XAM: a guide to standardising archives

How much money has your organisation invested in storage systems and processes over the last decade? Chances are you have spent many millions of pounds storing...

How much money has your organisation invested in storage systems and processes over the last decade? Chances are you have spent many millions of pounds storing information that needs to be kept safe for legal, financial and regulatory reasons.

But how long will you be able to access that information? If your storage systems became obsolete, would the information be lost? Will the technology exist to access your archives in 10, 50 or even 100 years' time?

The idea that archives could be lost through technical obsolescence is a phenomenon that the Storage Networking Industry Association (SNIA) refers to as the "digital dark age".

It is certainly a real enough concern for many IT managers. A survey conducted by SNIA earlier this year found that 60% of IT leaders were concerned that their archived data would not be accessible in 50 years time. That might not seem like a big deal - but 68% of the same IT managers said their company archived information that would need to be retained for as long as 100 years.

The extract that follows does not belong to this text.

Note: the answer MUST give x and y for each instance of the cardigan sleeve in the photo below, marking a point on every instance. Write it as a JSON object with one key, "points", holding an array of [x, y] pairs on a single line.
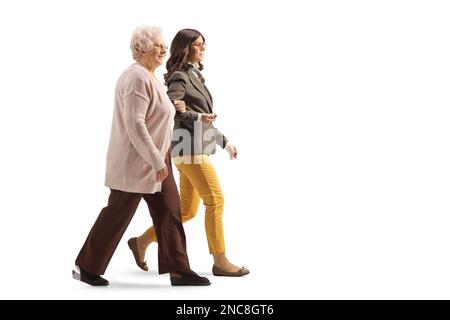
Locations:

Long-term archiving is increasingly hitting the IT manager's agenda, says Jay Mastag, vice-president of development and general manager with storage supplier EMC. The company has seen demand for long-term archiving systems grow by 60% in the last year, but many organisations buying systems seriously doubt their longevity. "We are seeing this become a real concern for managers. What do they buy, how confident are they that suppliers and technologies can last the distance?"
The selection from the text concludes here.